Even those in lower paying occupations, who aren’t highly skilled and who don’t have an entrepreneurial bent, would be able to become millionaires, although it would take them longer, and they would often need to hold down a second job. But it would be within easy reach for those who are determined. To be able to set aside $10,000 a year — or $30 a day — a waiter might need to work an extra two, sometimes three, hours a day.

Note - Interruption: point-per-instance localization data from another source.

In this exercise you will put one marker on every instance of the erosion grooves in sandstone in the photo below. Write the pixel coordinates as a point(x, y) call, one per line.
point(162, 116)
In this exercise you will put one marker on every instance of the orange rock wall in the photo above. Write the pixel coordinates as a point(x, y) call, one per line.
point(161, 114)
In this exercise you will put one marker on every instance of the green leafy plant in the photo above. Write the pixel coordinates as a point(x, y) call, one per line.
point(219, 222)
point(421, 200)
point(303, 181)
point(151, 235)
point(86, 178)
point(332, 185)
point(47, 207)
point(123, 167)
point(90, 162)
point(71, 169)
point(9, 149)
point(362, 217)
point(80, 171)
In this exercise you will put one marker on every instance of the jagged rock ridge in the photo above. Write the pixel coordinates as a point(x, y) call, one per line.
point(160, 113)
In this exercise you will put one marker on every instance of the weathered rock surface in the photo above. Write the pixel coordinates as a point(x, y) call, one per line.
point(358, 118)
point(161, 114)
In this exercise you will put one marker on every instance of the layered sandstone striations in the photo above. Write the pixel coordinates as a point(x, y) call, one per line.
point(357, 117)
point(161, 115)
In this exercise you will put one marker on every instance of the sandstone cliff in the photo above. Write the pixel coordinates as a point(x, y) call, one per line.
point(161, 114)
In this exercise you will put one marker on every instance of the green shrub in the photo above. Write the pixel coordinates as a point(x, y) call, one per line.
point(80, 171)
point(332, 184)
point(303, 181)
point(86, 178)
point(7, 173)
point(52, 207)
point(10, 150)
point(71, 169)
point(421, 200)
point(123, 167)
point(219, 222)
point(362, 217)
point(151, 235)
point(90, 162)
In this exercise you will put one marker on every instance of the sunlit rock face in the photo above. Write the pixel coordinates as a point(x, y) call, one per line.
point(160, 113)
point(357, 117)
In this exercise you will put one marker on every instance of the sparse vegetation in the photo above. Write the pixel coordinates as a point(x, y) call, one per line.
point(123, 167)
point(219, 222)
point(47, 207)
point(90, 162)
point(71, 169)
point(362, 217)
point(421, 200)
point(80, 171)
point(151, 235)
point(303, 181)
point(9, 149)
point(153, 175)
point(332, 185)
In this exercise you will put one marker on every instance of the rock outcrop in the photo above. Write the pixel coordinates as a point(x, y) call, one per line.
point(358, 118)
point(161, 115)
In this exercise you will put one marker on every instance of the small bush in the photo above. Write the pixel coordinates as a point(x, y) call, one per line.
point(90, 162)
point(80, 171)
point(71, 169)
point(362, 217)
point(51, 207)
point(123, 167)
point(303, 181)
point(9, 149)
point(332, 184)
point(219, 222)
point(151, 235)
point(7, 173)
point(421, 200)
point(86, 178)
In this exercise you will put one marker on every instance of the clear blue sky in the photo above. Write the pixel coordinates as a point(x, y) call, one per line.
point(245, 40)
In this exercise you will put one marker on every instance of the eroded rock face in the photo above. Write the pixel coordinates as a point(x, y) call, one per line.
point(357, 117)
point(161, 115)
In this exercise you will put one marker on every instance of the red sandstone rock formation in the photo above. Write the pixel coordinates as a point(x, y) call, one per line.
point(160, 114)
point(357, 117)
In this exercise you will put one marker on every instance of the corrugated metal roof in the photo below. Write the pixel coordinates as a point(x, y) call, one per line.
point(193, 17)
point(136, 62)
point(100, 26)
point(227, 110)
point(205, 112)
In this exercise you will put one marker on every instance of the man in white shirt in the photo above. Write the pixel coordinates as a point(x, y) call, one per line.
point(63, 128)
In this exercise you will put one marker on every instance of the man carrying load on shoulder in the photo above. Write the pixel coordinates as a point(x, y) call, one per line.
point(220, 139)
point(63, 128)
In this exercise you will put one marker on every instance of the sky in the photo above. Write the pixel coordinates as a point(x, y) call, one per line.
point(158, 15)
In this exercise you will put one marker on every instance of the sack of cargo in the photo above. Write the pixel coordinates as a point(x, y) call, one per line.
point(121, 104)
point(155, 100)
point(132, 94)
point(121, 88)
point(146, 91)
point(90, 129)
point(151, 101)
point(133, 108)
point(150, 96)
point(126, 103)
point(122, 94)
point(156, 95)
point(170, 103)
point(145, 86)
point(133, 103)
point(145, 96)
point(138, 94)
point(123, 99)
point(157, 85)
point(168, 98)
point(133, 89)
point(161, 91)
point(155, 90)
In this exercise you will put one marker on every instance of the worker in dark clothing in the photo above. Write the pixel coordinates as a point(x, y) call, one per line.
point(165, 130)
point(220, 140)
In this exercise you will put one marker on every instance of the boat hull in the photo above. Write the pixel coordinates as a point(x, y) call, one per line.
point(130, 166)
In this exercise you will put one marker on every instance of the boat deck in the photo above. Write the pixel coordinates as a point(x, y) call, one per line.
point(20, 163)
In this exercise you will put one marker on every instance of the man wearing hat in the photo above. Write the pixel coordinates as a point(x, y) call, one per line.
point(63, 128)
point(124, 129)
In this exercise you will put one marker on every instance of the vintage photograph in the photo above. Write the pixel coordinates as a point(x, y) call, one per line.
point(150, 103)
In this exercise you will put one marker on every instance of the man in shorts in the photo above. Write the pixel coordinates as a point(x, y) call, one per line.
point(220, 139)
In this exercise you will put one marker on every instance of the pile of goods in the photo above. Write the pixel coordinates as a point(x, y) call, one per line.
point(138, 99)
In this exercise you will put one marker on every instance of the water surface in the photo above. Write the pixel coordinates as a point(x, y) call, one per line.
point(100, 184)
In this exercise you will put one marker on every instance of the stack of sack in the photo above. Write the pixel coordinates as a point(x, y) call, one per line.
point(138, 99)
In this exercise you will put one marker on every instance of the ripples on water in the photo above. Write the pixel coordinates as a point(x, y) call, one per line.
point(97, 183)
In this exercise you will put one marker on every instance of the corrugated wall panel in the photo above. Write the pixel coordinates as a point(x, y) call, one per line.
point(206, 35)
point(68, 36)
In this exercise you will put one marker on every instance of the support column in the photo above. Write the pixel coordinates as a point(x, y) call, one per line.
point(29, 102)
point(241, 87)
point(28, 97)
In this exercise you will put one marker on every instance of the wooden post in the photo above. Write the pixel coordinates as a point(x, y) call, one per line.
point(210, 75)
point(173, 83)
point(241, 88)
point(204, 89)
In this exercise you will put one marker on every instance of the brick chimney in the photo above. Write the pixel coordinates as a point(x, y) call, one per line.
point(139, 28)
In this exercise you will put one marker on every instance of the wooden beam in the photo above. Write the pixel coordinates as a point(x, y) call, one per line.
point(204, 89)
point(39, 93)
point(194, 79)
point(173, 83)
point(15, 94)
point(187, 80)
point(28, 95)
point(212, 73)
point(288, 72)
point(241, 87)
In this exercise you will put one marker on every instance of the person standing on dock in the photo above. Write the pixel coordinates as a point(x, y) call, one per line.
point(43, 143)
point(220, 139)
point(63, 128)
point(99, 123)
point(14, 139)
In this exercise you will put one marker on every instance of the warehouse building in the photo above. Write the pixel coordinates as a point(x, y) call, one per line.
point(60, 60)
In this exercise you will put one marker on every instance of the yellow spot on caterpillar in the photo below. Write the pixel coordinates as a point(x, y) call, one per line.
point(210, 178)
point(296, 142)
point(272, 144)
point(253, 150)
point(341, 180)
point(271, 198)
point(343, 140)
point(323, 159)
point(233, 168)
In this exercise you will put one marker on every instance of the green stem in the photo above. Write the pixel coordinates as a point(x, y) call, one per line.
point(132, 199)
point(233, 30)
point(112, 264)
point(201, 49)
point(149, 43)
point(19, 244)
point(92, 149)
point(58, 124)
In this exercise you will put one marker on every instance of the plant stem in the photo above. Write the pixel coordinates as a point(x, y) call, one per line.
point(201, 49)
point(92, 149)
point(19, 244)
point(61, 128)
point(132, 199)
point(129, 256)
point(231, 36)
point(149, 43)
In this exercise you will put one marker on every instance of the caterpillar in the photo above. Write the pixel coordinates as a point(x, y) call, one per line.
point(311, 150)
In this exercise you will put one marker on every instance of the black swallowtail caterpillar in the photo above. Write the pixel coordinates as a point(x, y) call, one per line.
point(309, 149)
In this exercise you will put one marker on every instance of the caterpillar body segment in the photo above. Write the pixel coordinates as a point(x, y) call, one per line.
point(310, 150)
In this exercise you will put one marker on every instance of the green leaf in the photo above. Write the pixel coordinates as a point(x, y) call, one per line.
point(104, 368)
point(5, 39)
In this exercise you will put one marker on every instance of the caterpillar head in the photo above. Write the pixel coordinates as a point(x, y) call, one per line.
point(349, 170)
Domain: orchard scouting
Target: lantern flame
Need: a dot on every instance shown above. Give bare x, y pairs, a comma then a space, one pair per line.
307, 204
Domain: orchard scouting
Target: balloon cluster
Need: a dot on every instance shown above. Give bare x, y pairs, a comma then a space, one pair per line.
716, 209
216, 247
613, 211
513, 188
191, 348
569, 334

The TFSA sheds light on the extent to which government taxation deprives average Canadians of their right to affluence. While some might see the TFSA as a tax subsidy, it is in fact merely the result of a government swearing off its claim to the subsequent income from a mere $10,000 a year that individuals have already earned — by giving Canadians this tiny space of their own, they are able, if they wish, to grow it to a large measure of financial freedom, along the way reinforcing values such as self reliance and maturity — the norm in youth before our nanny state culture left them infantalized and government-reliant.
Of course, people can and do become millionaires without TFSAs, and even with TFSAs, most won’t be able to set aside a full $10,000 in the early years of employment, and many if not most, even in later years, will not want to put in the effort required to realize the dream of becoming a millionaire. What TFSAs do is change the income-inequality balance, making it seem less like the preserve of the 1 per cent, whose success is perceived to come at the expense of the 99 per cent, and more like a willing choice made by the perhaps 50 per cent of the population that is focused on becoming affluent versus the 50 per cent whose personal priorities lie elsewhere.
TFSAs will make income inequality less an economic issue of a system that’s seen as stacking the cards against the little guy and more a private matter, of people choosing to get rich or not.
Read the original version of this article here at the publisher’s website
Lawrence Solomon is research director of Consumer Policy Institute. Email: LawrenceSolomon@nextcity.com.
First in a series. Next: How TFSAs can transform family values and Canada’s demographics.
Wow. Do you actually believe yourself?
This tax break, much like any tax break, will have to be made up somewhere else in order to fund general gov’t expenses and balance the book. So, contrary to the Tea Party utopia that you’ve painted this tax break is completely at the expense of the general tax base. It’s rather basic but worth repeating: If I pay less tax then someone else will have to pay more tax to compensate otherwise we have an unsustainable gov’t. And the reality is that the wealthy, who don’t need the help, will be the most likely to have the means to take full advantage of this tax break. The lower class will simply not have the spare income to reap the full benefits. Thus this is a tax break which disproportionately favours the upper class much like income splitting. Everyone from Jim Flaherty to the Parliamentary Budget Office have acknowledged this fact. Please try to exercise more objectivity in the future as articles such as these seriously compromise your credibility.
TFSAs favour the little guy. The upper class is full of millionaires. A $10,000 TFSA means nothing to someone who is affluent; it can mean the world to someone who is not.
You also act as if the tax base is fixed. It isn’t. The level of taxation can rise or it can fall. I’d like to remove inequities in the tax system, starting with tax breaks and subsidies to corporations.